The Asian media delivered mixed verdicts on the heavyweights' performances on Matchday 3 of the third stage of Asian qualifying for the 2010 FIFA World Cup South Africa™. While several of the favourites lost ground in the race to reach the continent's final ten, and were duly criticised by the local press, others were praised for taking positive steps.
In the former category were Korea Republic, who looked to be cruising to victory over Jordan when 2-0 up early in the second half of their Group 3 match in Seoul. The visitors' substitute Hasan Abdel Mahmoud had other ideas, however, and his double earned his side a 2-2 draw on Saturday. 'Much ado with frustrating draw' ran the Yonhap news agency's headline after the Taeguk Warriors drew their second game in succession.
The agency added: "It was a heavy blow for the team, who now face a difficult trip to Jordan and Turkmenistan before playing Korea DPR at home later this month. The hosts were a better team tonight but lady luck wasn't on their side."
The Yonhap newspaper also voiced its concern: "Korea Republic need to work on organisation and concentration. It's time to look back and see what has been going wrong and how to solve the problems."
Kewell and Nakamura earn applause
Australia continued their positive start in Group 1 by defeating Iraq in Brisbane the following day, a result which was met with approval in the local media. "If revenge is a dish best served cold, the Socceroos will be enjoying the taste of success after a gritty 1-0 win over Iraq put them within reach of progression to the next stage of the World Cup qualifying campaign," trumpeted the Sydney Morning Herald.
Harry Kewell, who scored the solitary goal to help the Socceroos past the Asian champions, was singled out for praise by The Australian: "It's been almost two years since the world has seen the best of Harry Kewell. With the challenges laid bare in front of him, Kewell last night responded in emphatic fashion, sending a message in his 76-minute display that no doubt will go around the world. Kewell was simply outstanding for the Socceroos," it read.
In China PR, meanwhile, the local media was split over the defensive tactics that contributed to a 0-0 draw in Qatar in the other Group 1 game. "The team has set a realistic goal in the pair of double-headers against Qatar, which is gaining four points. With the point in the first leg, we can count on a victory against Qatar in the return match in Tianjin," wrote an upbeat Oriental Sports Daily.
The Xinmin Evening Post, by contrast, was critical of China's display: "Throughout the game the team did everything they could to keep the rivals at bay and their performances were far from impressive. But we have lady luck to thank after Qatar missed the chance of winning the game by rattling the crossbar on 88 minutes."
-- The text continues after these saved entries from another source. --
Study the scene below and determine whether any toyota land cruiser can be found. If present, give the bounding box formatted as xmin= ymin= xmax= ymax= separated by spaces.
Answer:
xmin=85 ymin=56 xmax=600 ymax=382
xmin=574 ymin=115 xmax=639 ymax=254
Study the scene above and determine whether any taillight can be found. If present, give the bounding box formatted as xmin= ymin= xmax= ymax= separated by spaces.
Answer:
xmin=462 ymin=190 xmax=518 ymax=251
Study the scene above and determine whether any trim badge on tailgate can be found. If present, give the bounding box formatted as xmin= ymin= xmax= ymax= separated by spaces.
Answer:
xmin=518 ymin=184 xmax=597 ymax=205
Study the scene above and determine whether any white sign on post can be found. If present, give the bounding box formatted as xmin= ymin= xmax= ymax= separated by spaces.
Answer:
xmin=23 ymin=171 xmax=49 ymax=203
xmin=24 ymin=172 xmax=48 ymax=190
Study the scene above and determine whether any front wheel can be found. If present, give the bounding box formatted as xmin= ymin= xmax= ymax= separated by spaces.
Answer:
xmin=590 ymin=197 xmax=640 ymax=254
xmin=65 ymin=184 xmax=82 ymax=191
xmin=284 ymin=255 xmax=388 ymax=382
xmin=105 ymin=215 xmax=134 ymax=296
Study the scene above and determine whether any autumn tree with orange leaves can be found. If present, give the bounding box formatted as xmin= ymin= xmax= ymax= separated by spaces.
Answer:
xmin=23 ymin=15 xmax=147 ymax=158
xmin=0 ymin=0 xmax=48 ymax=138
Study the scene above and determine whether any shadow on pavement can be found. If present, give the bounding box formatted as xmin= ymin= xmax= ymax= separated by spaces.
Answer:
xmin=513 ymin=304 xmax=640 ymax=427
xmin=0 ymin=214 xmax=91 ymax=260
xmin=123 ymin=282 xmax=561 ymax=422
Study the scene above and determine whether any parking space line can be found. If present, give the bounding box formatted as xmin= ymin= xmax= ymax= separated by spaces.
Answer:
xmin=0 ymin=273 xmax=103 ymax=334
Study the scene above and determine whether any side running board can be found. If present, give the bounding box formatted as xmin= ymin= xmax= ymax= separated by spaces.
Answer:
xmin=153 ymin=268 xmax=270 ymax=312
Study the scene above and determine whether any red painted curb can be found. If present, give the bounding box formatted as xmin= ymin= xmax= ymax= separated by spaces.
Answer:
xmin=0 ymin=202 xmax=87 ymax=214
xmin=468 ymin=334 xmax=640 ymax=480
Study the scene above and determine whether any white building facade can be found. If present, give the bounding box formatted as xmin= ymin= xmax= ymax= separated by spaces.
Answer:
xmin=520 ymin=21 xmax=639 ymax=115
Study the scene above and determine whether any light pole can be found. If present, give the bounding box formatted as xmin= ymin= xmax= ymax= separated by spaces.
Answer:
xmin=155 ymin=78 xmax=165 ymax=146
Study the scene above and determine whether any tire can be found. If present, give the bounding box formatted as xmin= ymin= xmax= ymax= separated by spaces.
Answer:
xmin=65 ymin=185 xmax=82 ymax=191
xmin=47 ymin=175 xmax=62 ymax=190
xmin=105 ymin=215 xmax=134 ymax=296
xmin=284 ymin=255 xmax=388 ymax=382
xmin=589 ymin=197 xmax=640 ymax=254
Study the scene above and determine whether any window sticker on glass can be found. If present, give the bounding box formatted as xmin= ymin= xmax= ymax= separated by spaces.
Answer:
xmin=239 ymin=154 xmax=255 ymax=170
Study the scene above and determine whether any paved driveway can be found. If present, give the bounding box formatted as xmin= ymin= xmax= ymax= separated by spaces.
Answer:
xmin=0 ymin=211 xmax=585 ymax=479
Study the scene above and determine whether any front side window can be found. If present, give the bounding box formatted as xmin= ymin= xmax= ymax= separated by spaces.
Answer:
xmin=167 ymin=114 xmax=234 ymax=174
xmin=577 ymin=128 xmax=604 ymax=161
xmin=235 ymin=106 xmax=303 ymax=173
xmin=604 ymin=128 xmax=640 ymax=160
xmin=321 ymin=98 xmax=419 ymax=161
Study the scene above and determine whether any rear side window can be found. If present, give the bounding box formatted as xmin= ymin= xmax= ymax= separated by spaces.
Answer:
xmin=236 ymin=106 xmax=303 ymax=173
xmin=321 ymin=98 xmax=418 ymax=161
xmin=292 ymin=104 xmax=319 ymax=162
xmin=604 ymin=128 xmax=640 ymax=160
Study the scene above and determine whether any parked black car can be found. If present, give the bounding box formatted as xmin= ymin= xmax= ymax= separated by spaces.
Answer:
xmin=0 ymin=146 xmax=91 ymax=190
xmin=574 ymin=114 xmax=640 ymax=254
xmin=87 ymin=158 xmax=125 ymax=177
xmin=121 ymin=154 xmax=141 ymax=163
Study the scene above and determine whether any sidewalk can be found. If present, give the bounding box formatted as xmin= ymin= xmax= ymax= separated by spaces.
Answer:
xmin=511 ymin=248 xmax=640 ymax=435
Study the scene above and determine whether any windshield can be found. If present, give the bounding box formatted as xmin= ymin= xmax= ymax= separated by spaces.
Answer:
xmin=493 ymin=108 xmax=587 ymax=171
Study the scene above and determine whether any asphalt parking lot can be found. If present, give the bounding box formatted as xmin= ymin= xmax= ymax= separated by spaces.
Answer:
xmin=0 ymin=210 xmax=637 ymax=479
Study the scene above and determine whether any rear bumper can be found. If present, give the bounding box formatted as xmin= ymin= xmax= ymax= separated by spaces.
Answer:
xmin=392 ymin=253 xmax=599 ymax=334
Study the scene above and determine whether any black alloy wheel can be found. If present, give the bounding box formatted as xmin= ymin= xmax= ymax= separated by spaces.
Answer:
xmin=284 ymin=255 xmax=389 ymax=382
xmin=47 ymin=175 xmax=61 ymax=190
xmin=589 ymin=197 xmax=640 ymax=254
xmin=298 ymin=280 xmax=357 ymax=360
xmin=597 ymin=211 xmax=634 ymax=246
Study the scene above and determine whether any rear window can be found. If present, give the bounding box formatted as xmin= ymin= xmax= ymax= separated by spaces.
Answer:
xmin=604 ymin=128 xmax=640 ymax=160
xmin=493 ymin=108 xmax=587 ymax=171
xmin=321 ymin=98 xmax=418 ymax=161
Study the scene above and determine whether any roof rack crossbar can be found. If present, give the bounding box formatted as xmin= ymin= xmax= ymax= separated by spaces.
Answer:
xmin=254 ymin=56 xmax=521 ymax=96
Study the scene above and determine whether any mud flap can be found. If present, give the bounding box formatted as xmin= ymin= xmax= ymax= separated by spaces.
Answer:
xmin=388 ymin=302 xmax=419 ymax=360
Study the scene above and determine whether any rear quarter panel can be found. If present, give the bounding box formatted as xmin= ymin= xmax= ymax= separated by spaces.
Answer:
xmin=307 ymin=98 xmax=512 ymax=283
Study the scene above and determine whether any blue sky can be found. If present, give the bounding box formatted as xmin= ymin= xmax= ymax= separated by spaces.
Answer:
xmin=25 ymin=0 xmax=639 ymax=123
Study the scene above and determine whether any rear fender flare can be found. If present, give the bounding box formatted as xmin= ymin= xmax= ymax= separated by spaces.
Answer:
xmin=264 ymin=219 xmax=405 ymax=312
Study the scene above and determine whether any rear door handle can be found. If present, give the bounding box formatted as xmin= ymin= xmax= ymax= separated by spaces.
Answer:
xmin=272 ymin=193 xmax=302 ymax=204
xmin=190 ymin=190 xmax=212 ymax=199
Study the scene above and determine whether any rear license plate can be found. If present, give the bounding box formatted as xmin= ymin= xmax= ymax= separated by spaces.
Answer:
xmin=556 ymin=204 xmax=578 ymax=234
Despite this, the Shanghai Daily was optimistic about the return leg: "It's not the situation we wanted, but fortunately it's our turn to count on home advantage next."
The Japanese players wore black armbands in their Group 2 match against Oman on Monday out of respect for Ken Naganuma, who passed away the same day. A former player, coach and head of the Japanese Football Association, Naganuma contributed hugely to the development of football in his homeland, even guiding Japan to their only Olympic football medal; bronze in 1968.
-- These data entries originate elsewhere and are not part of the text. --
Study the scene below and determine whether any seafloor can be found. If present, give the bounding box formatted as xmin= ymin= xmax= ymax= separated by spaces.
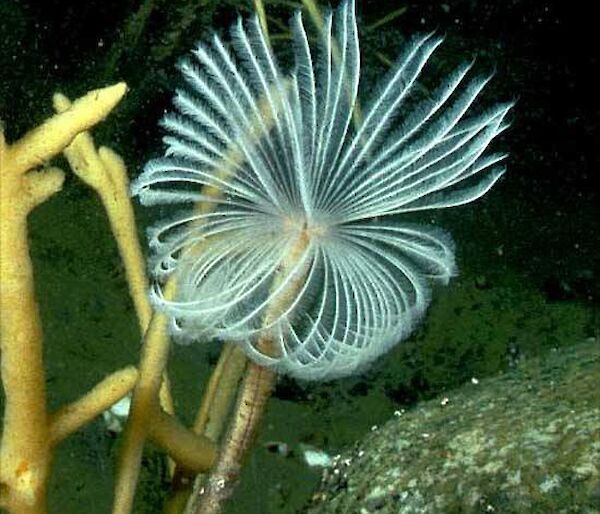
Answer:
xmin=305 ymin=340 xmax=599 ymax=514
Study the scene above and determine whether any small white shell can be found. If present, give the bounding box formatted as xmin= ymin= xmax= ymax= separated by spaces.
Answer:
xmin=102 ymin=395 xmax=131 ymax=433
xmin=302 ymin=446 xmax=333 ymax=468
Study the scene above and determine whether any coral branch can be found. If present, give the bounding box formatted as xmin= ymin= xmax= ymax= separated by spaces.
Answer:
xmin=49 ymin=367 xmax=139 ymax=445
xmin=5 ymin=83 xmax=127 ymax=175
xmin=23 ymin=168 xmax=65 ymax=210
xmin=56 ymin=88 xmax=184 ymax=491
xmin=148 ymin=409 xmax=216 ymax=474
xmin=193 ymin=345 xmax=248 ymax=444
xmin=0 ymin=193 xmax=50 ymax=513
xmin=112 ymin=280 xmax=176 ymax=514
xmin=55 ymin=94 xmax=176 ymax=448
xmin=0 ymin=83 xmax=126 ymax=514
xmin=53 ymin=94 xmax=152 ymax=333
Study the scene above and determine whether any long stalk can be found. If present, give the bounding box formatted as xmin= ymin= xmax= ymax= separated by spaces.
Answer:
xmin=187 ymin=230 xmax=311 ymax=514
xmin=111 ymin=281 xmax=176 ymax=514
xmin=187 ymin=362 xmax=277 ymax=514
xmin=0 ymin=168 xmax=51 ymax=514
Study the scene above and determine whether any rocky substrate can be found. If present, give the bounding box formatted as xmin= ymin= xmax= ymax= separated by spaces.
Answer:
xmin=305 ymin=339 xmax=600 ymax=514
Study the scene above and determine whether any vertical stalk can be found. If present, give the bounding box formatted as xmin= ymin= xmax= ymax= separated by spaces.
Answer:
xmin=112 ymin=280 xmax=175 ymax=514
xmin=0 ymin=170 xmax=50 ymax=514
xmin=188 ymin=229 xmax=311 ymax=514
xmin=188 ymin=362 xmax=276 ymax=514
xmin=164 ymin=344 xmax=247 ymax=514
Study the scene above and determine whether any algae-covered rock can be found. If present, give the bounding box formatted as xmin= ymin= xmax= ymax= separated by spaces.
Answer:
xmin=306 ymin=339 xmax=600 ymax=514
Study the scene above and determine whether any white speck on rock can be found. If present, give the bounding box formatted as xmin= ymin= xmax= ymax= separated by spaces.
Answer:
xmin=303 ymin=448 xmax=333 ymax=468
xmin=539 ymin=475 xmax=561 ymax=493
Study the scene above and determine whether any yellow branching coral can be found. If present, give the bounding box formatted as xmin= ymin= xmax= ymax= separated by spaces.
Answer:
xmin=53 ymin=92 xmax=152 ymax=333
xmin=1 ymin=82 xmax=217 ymax=514
xmin=0 ymin=83 xmax=127 ymax=513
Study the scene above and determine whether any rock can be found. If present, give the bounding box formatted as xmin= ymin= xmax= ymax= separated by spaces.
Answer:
xmin=305 ymin=340 xmax=600 ymax=514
The team responded fittingly, running out comfortable 3-0 winners in Yokohama, and while the press initially reported a 'Victory for Naganuma', the following morning's newspapers hailed the brilliance of Shunsuke Nakamura. The Celtic playmaker helped set up one goal and scored another - a sublime long-range effort - to steal the headlines in the Nikkan Sports and other tabloids.
"March's performance against Bahrain was almost unreal. Japan could not afford to lose two in a row, and we especially couldn't afford to lose at home to a rival we could face in the final round of qualifying," said the more conservative Yomiuri Shimbun. "The coach and players fought with unwavering resolve to get this result."
Lebanon took a surprise early lead in their Group 4 clash with Saudi Arabia, whose captain, reigning AFC Player of the Year Yasser Al Kahtani, nevertheless inspired a 4-1 comeback victory. Saudi newspaper Al-Riyadh quoted coach Helio Pinto remarking afterwards: "We claimed all three points, which is the most important thing.
"I'm sure we'll improve in the coming games. We held on to second place in the group behind Uzbekistan, which would be enough for us to reach the next round. However, I appeal to the Saudi fans to come to the stadium and support their team."
The paper also revealed the disappointment of Lebanon coach Emile Rustom. "Saudi Arabia are one of the best teams in Asia, but we didn't deserve such a heavy defeat," he lamented. "The problems back home affected us of course, but I was still expecting better performance from my players."
Elsewhere in Group 5, United Arab Emirates held regional giants Iran to their their third consecutive draw in the group. "The players were champions," the UAE's French coach Bruno Metsu told English-language daily, The Khaleej Times. "They played with spirit and didn't fear the crowd. I'm excited that we managed to get a point in Tehran."